Mocker was puzzled. "Divination, Lord? What sort? Self, am poorly skilled as necromancer, entrail-reader, suchlike. Am best with stars, tarot, ching sticks."

"Feager gave me a reading earlier. Concerning my enterprise in the west. I want a second opinion. Even a third and fourth if you're willing to pursue more than one method."

"Will need to spend much time obtaining particulars to properly consult stars," Mocker said. "Preferring not to take word of colleague for same. Understand? So, for moment, we try cards, maybeso, same being quickest and easiest under circumstances."

He drew the book of plaques from within his robes, offered them to el Nadim. "Touch, Lord. Take. Mix up good, thinking questions while doing same."

El Nadim glanced at the expressionless guards spaced around the chamber walls.

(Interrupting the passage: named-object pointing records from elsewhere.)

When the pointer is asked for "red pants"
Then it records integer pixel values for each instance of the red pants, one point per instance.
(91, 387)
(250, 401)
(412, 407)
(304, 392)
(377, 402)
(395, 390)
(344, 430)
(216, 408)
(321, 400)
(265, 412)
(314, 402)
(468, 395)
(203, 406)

The Hand of the Law should not be seen flouting it.

The guards stared into nothing, as they always did.

El Nadim took the deck. He touched. He mixed. He returned the cards. Mocker hunkered down and began laying them out at the general's feet.

He had five cards down. His heart hammered. The sixth was a long time coming.

It was another bad one. He glanced up. Did he dare start over?

Subsequent cards made a worse picture still.

He could not lie outright. El Nadim might know something about reading the tarot.

"Bad, eh?"

"Not good, Lord. Great perils lie ahead. Self, would guess same not to be insuperable, but very unpredictable. Would like to do astrologic chart now, stars being more exact."

"That bad? All right. Ask your questions."

El Nadim's stars were no better than his cards. Mocker was sure Sajac had derived similarly bleak forecasts; el Nadim had sensed it and had hoped that an alternate divination would prove more hopeful.

"Nevertheless," el Nadim mused after the fat man had reported his findings. "Nevertheless, we're going. Tomorrow. El Murid himself has commanded it."

He seemed so sad and resigned that Mocker momentarily regretted having to make his prophecies become fact.

There were always good men among the enemy, and el Nadim was one of the best among today's foe. He was a genuinely warm, caring and just man. It was his humanity, not his battlefield genius, that had melded the middle east into a semblence of the Old Empire. He truly believed, in his gentle way, in El Murid's Law—and he possessed the will and might to enforce it.